Spotlight Exclusives

Gates Foundation Announces Major New Anti-Poverty Investments

Spotlight Staff Spotlight Staff, posted on

The Bill & Melinda Gates Foundation, known for its global work on healthcare and poverty, as well as efforts to improve education in the US, announced a major investment to address poverty and improve opportunity in America on Thursday. The foundation will commit $158 million over four years around these efforts.

The announcement coincided with a major event in Washington, DC for the Gates-funded US Partnership on Mobility from Poverty housed at the Urban Institute, an initiative that brought together 24 noted scholars and other stakeholders to explore new anti-poverty solutions. Gates funding in the coming years will be informed by the work of the partnership, and the event offered a look at some of the findings and recommendations developed over the partnership’s two years.

Nisha Patel, executive director of the partnership, began the event by highlighting their approach to understanding poverty issues: “An important part of our process is not just looking at the latest data and evidence…but learning from organizations on the ground in communities,” she explained. The event remained true to this theme, balancing new research with first-person testimonials from community voices.

David Ellwood, the chair of the partnership and a professor of political economy at Harvard’s Kennedy School, said the scholars, researchers, and nonprofit leaders involved in the work were motivated by a unifed view: “We were united in believing that mobility is the issue of our time and if we get it wrong, we may be doomed.”

Panels at the event explored the partnership’s five interlocking strategies for reducing poverty and boosting opportunity:

  • Change the narrative on poverty and mobility
  • Create access to good jobs
  • Ensure zip code is not destiny
  • Provide support that empowers
  • Transform data use

The need for all players in the anti-poverty space to work in changing the often demeaning and destructive poverty narrative was given particular importance. Arthur Brooks, president of the American Enterprise Institute, argued that “poverty is not about lacking money. Poverty in America is about lacking a sense of dignity.”

john a. powell, director of the Haas Institute for a Fair and Inclusive Society, said that if policymakers and nonprofit leaders “don’t see people as human, [they] can’t design policy solutions that work.”
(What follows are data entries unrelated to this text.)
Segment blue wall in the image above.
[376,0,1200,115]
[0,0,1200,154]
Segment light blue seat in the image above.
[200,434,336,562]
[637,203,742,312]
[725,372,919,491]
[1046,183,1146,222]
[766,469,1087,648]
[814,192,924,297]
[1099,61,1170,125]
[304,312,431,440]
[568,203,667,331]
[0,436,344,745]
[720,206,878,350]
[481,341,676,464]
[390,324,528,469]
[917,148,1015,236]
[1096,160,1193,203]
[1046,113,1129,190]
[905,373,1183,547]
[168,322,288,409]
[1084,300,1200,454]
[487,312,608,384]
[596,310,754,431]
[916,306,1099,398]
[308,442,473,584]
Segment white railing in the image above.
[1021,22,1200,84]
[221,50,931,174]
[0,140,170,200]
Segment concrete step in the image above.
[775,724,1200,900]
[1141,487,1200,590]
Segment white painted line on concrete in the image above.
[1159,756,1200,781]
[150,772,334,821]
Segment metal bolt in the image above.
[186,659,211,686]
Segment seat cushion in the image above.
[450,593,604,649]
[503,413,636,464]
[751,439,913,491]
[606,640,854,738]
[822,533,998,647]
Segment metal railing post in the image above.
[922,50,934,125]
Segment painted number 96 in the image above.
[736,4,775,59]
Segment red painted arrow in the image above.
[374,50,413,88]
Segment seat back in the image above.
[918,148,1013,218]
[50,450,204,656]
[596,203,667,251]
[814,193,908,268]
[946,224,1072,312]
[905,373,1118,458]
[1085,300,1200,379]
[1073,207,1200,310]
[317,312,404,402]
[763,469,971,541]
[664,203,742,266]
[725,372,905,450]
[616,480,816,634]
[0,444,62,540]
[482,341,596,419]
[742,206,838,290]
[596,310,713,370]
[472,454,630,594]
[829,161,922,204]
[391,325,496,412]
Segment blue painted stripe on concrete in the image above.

Raj Chetty, professor of economics Stanford University, discussed the use of big data to restore the American Dream in communities, highlighting his groundbreaking research on mobility within census tracks across the country. He explained how he and his colleagues are now working with the City of Seattle to ensure that housing vouchers are being used cost-effectively to move low-income residents to areas of the city that maximize their chances for economic success.

The event concluded with a discussion among foundation and private sector leaders on “moving ideas into action,” emphasizing an overall focus on concrete solutions and cross-sector collaborations that are at the heart of the partnership’s work and that will likely influence the Gates Foundation’s funding going forward.

Gates Foundation CEO Sue Desmond-Hellman closed the event to resounding applause with the announcement of the foundation’s new funding commitment, but emphasized that it will continue to learn and explore potential new solutions. The foundation wants to ensure that there are more foundations, nonprofits, and individuals “at all levels committed to increasing mobility from poverty over the next decade,” Desmond-Hellmann told reporters earlier in the morning.

“We want to invest in promising approaches to help workers who are in low-mobility jobs,” she said. “We also want to be able to increase the capacity of local actors, particularly governments, so that they can accurately diagnose and make data-driven decisions.”